没能见到徐忠林跟高建飞,赵清茹并不觉着意外,只是没见着司甜,甚至连谢文乐跟李月荭也不见了踪影,就多少透着几分怪异了。司甜昨个儿听谢文乐的意思,今儿出殡前,按着徐忠林,尤其是高建飞家人的要求,得穿麻戴孝,好好客串一回孝子贤孙的说。这会儿竟然没瞧见司甜,这不是很奇怪嘛。至于李月荭,跟司甜向来是形影不离的。

设立灵堂的屋子本就不是很大,两个棺木并排放在当中,便占据了一大半的位置。再加上案台之类的摆设,屋子一下子变得很是拥挤。也亏着花圈什么的摆放在外头院子里,再加上人来人往,还真挤不下。

屋子的空气有些浑浊,烟雾弥漫,檀香味、蜡烛味、香烟味、大蒜味、臭鱼干味混合在一起,差点没把赵清茹直接给熏出屋子。

简单的给眼前的两棺木鞠了下躬,随后各上了一柱清香,再跟站在棺木两侧的亲人道一句“节哀”,赵清茹便拉上自家大哥光速开溜了。

没办法,着实太考验人了。且不说屋里空气如此,光是耳边传来的哭闹声、嚎叫声、吵架声、哀乐声掺杂在一起,连彼此的说话声都请不太清楚,这些个噪音轰炸得赵清茹是一个脑袋两个大,太阳穴也开始隐隐作痛起来。

若再不开溜,一准交代在当场。

“呼呼~可算是安静些了。”赵清茹拉着赵青山一口气跑到了之前她跟吕迎春曾经遇到司甜的那个小院子,虽然还是可以听到些声音,最起码安静了不少。

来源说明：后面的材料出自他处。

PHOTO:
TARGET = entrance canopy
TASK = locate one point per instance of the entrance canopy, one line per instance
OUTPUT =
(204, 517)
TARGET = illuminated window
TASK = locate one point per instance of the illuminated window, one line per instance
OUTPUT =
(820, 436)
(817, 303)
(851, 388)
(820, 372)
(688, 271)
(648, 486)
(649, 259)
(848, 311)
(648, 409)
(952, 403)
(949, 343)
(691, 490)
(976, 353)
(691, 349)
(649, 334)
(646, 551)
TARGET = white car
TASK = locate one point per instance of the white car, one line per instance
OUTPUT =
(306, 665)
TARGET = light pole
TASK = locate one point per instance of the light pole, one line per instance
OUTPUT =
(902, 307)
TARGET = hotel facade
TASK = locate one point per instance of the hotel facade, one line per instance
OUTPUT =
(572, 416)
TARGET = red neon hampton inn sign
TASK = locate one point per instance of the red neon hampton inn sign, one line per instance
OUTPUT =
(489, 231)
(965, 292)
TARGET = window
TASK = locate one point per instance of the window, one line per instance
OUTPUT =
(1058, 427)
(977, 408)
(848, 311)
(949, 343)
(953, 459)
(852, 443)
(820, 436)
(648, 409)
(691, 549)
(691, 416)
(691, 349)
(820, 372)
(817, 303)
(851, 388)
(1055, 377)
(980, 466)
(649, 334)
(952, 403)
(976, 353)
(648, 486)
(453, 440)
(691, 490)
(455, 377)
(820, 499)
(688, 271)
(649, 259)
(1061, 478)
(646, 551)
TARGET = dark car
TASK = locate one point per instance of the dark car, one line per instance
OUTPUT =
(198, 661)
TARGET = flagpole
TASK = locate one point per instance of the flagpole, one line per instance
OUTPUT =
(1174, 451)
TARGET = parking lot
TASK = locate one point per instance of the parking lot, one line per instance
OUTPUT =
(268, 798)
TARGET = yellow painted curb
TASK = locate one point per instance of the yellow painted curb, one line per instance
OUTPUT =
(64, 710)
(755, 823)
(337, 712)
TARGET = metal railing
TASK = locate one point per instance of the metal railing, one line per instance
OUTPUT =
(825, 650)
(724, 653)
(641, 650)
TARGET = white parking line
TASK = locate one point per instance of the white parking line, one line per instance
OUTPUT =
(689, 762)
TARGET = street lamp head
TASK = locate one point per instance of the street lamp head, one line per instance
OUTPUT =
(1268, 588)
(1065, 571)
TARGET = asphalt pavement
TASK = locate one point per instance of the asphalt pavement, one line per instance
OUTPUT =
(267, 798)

赵清茹一回头,便瞧见赵青山阴沉着脸。来清水湖村这一路,亦或者从昨儿见到谢文乐后,赵清茹便觉着自家大哥就有点儿不太对劲。

“哥,你怎么了?”赵清茹试探着叫了一声赵青山。

过了许久,赵青山才回过头,看向赵清茹,开口道:“这些日子,其实我一直在想个问题。”

“嗯?”

“如果那天晚上,你没阻止我去捞鱼会怎样?”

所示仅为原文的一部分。